Educated Tastes: Food, Drink, and Connoisseur Culture

Image of Educated Tastes: Food, Drink, and Connoisseur Culture (At Table)
Author(s): 
Release Date: 
November 1, 2011
Publisher/Imprint: 
University of Nebraska Press
Pages: 
320
Reviewed by: 

“This is a book that strives to be inclusive but comes off as solidly elitist.”

It seems that the subject of food has never enjoyed a more prominent place in our global culture. Judging from the number of articles, cookbooks, food memoirs, nonfiction books, and TV shows all having to do with food, it is no wonder that food scholarship has emerged as a growing field of study in universities both here and abroad.

Because we all have to eat, the need to grow and consume food is what unites every human on the planet. Yet while food is one of our common denominators it can also be what sets us apart: you may choose sweet over savory, eschew okra, have a passion for chocolate or any number of preferences. It all comes down to a matter of taste, the central subject of ten essays included in Educated Tastes.

The contributors to this book are scholars all, which makes Educated Tastes a bit of slog for the layperson used to lighter fare (as Elizabeth David, Ruth Reichl, and others know, humor is essential to good food writing). But this really isn’t food writing; it is dense, academic writing that is far from the mainstream and is unlikely to attract an audience beyond the ivy-covered walls of universities.

The aim of the book is to explore what it means to be a connoisseur in the truest sense of the word whose meaning is derived from the French verb connaître, “to know.”

In their long-winded, often obtuse way, these essays are ultimately a form of consciousness raising—they are about learning to eat with intention and attention so that we can truly understand what it is we are consuming. The more you know about your food, the more you will appreciate it and develop your own sense of taste.

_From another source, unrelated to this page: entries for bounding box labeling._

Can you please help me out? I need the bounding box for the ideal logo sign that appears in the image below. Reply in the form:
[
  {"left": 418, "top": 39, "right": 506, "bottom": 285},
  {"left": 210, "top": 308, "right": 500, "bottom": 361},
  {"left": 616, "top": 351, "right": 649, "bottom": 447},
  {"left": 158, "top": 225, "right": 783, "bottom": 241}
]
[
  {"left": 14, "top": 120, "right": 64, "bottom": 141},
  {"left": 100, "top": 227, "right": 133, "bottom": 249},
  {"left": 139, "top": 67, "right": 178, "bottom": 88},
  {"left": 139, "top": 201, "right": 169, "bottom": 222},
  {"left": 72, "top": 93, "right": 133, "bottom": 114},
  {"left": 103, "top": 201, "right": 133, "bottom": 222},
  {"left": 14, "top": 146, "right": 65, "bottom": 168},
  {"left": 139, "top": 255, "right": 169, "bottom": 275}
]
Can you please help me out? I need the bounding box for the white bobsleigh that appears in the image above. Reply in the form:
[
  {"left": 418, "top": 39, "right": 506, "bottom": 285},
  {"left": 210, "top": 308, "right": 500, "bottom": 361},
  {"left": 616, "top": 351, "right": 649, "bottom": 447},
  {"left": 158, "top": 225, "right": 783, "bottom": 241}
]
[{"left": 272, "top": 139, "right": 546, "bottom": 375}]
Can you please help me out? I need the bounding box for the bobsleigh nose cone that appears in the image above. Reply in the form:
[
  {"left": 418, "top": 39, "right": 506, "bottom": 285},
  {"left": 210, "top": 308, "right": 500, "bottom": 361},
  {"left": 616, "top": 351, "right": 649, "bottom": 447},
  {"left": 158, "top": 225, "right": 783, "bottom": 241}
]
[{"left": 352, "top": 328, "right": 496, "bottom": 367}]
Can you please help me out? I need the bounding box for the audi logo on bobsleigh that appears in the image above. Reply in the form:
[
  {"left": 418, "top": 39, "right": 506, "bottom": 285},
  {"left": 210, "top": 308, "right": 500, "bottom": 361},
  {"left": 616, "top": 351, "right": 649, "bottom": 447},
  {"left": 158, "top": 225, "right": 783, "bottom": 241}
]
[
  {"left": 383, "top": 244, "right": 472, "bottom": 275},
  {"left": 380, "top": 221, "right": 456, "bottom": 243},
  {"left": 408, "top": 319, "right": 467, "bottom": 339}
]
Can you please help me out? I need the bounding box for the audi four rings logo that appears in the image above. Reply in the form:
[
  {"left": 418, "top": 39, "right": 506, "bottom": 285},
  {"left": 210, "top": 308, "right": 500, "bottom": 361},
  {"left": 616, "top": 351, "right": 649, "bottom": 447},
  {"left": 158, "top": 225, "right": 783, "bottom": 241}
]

With each of the contributors representing different fields of study from philosophy to architecture to music to food history and more we begin to understand that food culture lies at the intersection of (inter alia) parenting, economics, ethics, education, nationalism, agriculture, art, creativity, government, and sensory pleasure. Food, it seems, is at the center of everything, making the variables that influence our food tastes almost endless.

So how then do we come to define “good” taste versus “bad” taste and who gets to decide? As the title suggests, it is apparently the educated, academe-oriented class. This is a book that strives to be inclusive but comes off as solidly elitist.